We used the absorbance spectrum of the pH-sensitive dye dimethylcarboxyfluorescein to monitor intracellular pH (pHi) in the isolated perfused S3 segment of the rabbit proximal tubule, and examined the effect on pHi of switching from a HEPES to a CO2/HCO3- buffer in the lumen and/or the bath (i.e., basolateral solution). Solutions were titrated to pH 7.40 at 37 degrees C. With 10 mM acetate present bilaterally (lumen and bath), this causing steady-state pHi to be rather high (approximately 7.45), bilaterally switching the buffer from 32 mM HEPES to 5% CO2/25 mM HCO3- caused a sustained fall in pHi of approximately 0.26. However, with acetate absent bilaterally, this causing steady-state pHi to be substantially lower (approximately 6.9), bilaterally switching to CO2/HCO3- caused a transient pHi fall (due to the influx of CO2), followed by a sustained rise to a level approximately 0.18 higher than the initial one. The remainder of the experiments was devoted to examining this alkalinization in the absence of acetate. Switching to CO2/HCO3- only in the lumen caused a sustained pHi fall of approximately 0.15, whereas switching to CO2/HCO3- only in the bath caused a transient fall followed by a sustained pHi increase to approximately 0.26 above the initial value. This basolateral CO2/HCO3(-)-induced alkalinization was not inhibited by 50 microM DIDS applied shortly after CO2/HCO3- washout, but was slowed approximately 73% by DIDS applied more than 30 min after CO2/HCO3- washout. The rate was unaffected by 100 microM bilateral acetazolamide, although this drug greatly reduced CO2-induced pHi transients. The alkalinization was not blocked by bilateral removal of Na+ per se, but was abolished at pHi values below approximately 6.5. The alkalinization was also unaffected by short-term bilateral removal of Cl- or SO4=. Basolateral CO2/HCO3- elicited the usual pHi increase even when all solutes were replaced, short or long-term (> 45 min), by N-methyl-D-glucammonium/glucuronate (NMDG+/Glr-). Luminal CO2/HCO3- did not elicit a pHi increase in NMDG+/Glr-. Although the sustained pHi increase elicited by basolateral CO2/HCO3- could be due to a basolateral HCO3- uptake mechanism, net reabsorption of HCO3- by the S3 segment, as well as our ACZ data, suggest instead that basolateral CO2/HCO3- elicits the sustained pHi increase either by inhibiting an acid-loading process or stimulating acid extrusion across the luminal membrane (e.g., via an H+ pump).

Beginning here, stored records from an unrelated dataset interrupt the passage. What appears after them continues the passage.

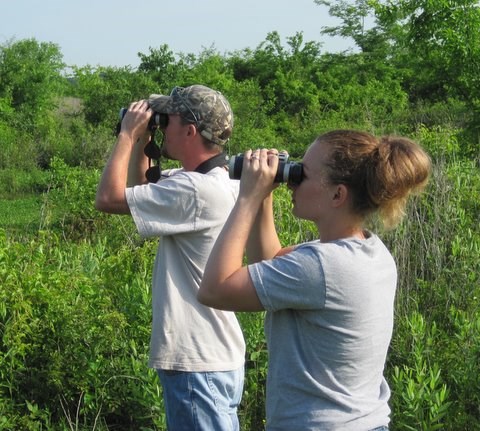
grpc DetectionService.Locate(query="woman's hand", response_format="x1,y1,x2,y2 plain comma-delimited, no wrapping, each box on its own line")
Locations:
239,149,278,201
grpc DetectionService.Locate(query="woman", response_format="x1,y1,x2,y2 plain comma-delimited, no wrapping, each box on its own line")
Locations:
198,130,430,431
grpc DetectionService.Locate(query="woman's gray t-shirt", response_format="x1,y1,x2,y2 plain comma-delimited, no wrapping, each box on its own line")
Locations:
249,233,397,431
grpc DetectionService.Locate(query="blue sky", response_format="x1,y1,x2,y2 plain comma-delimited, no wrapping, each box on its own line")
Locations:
0,0,352,67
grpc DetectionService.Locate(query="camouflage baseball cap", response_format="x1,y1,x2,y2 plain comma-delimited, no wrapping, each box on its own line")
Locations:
148,85,233,145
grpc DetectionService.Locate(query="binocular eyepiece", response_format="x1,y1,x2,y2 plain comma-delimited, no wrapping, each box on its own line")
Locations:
228,153,303,185
118,108,168,132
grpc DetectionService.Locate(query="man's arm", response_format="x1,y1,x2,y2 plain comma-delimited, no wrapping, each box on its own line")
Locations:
95,101,151,214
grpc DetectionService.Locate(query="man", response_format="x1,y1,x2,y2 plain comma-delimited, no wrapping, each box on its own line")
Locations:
95,85,245,431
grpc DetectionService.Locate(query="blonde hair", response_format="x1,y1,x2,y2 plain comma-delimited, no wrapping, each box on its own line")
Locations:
317,130,431,228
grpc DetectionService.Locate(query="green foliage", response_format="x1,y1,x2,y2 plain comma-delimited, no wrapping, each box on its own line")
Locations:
71,66,153,130
0,39,64,129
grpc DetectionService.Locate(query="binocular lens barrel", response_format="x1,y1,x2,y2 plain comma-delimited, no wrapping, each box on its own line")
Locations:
228,153,303,185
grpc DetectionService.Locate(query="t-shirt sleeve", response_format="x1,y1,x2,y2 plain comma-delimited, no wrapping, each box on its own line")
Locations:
248,247,326,311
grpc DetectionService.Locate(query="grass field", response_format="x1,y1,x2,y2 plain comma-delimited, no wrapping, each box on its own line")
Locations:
0,196,43,234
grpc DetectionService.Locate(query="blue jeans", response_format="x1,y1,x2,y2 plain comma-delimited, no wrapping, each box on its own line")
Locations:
157,367,244,431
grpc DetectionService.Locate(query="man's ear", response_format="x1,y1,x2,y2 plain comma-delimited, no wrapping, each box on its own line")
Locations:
187,124,198,137
332,184,348,208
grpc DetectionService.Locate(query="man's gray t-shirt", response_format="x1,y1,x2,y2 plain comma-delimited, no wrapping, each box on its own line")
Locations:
126,167,245,372
249,234,397,431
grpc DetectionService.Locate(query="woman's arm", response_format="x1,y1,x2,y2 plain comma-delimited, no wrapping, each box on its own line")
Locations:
197,150,278,311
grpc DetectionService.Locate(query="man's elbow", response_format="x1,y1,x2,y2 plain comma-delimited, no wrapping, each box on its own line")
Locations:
95,194,130,214
197,288,214,307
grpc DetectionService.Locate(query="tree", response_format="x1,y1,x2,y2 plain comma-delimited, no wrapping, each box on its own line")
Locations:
0,39,65,128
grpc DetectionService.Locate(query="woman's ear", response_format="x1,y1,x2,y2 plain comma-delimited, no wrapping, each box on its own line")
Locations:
332,184,348,208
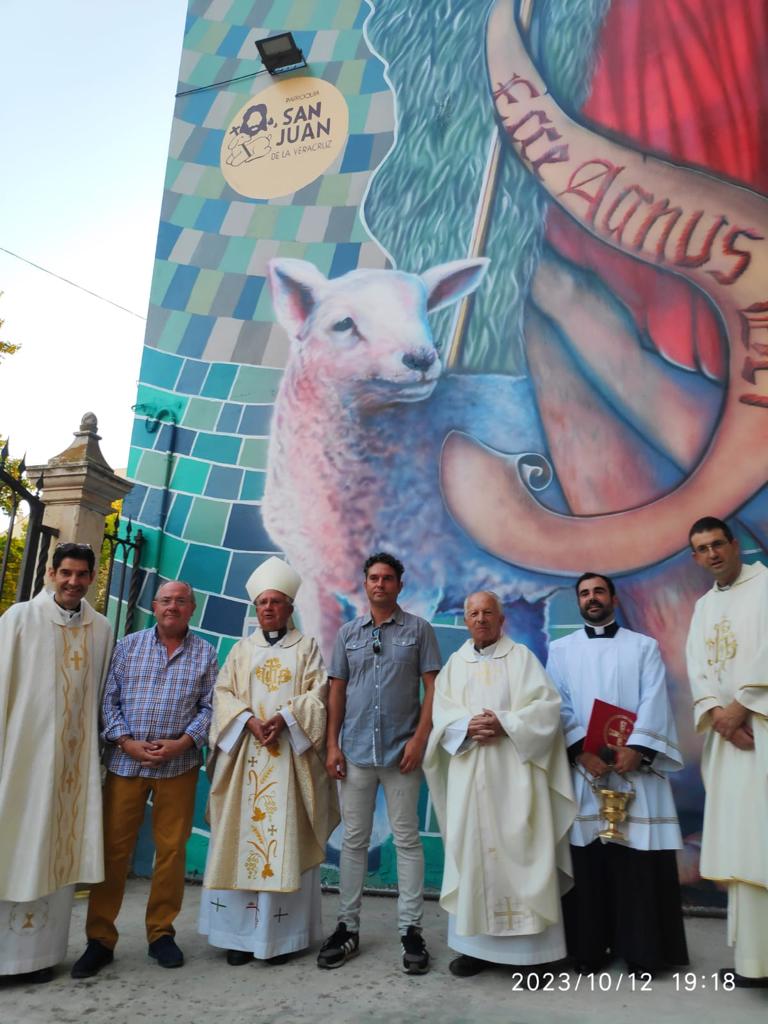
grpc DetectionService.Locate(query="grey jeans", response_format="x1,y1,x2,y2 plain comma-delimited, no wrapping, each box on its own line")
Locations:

我们使用对pH敏感的染料二甲基羧基荧光素的吸收光谱来监测兔近端小管分离灌注S3段中的细胞内pH(pHi),并研究了管腔和/或浴液(即基底外侧溶液)中从HEPES缓冲液切换到CO2/HCO3-缓冲液对pHi的影响。溶液在37℃下滴定至pH 7.40。双侧(管腔和浴液)存在10 mM乙酸盐时,这使得稳态pHi相当高(约7.45),双侧将缓冲液从32 mM HEPES切换到5% CO2/25 mM HCO3-导致pHi持续下降约0.26。然而,双侧不存在乙酸盐时,这使得稳态pHi显著更低(约6.9),双侧切换到CO2/HCO3-导致pHi短暂下降(由于CO2流入),随后持续上升至比初始值高约0.18的水平。其余实验致力于在不存在乙酸盐的情况下研究这种碱化现象。仅在管腔中切换到CO2/HCO3-导致pHi持续下降约0.15,而仅在浴液中切换到CO2/HCO3-导致短暂下降,随后pHi持续上升至比初始值高约0.26。这种基底外侧CO2/HCO3-诱导的碱化在CO2/HCO3-洗脱后不久应用50 μM DIDS时未被抑制,但在CO2/HCO3-洗脱后30分钟以上应用DIDS时减慢了约73%。尽管该药物极大地减少了CO2诱导的pHi瞬变,但100 μM双侧乙酰唑胺对速率没有影响。碱化本身不会因双侧去除Na+而被阻断,但在pHi值低于约6.5时被消除。短期双侧去除Cl-或SO4=对碱化也没有影响。即使所有溶质在短期或长期(> 45分钟)内被N-甲基-D-葡糖铵/葡糖醛酸盐(NMDG+/Glr-)替代,基底外侧CO2/HCO3-仍会引起通常的pHi升高。管腔CO2/HCO3-在NMDG+/Glr-中不会引起pHi升高。尽管基底外侧CO2/HCO3-引起的pHi持续升高可能是由于基底外侧HCO3-摄取机制,但S3段对HCO3-的净重吸收以及我们的乙酰唑胺数据表明,基底外侧CO2/HCO3-引起pHi持续升高要么是通过抑制酸加载过程,要么是通过刺激跨管腔膜的酸分泌(例如,通过H+泵)。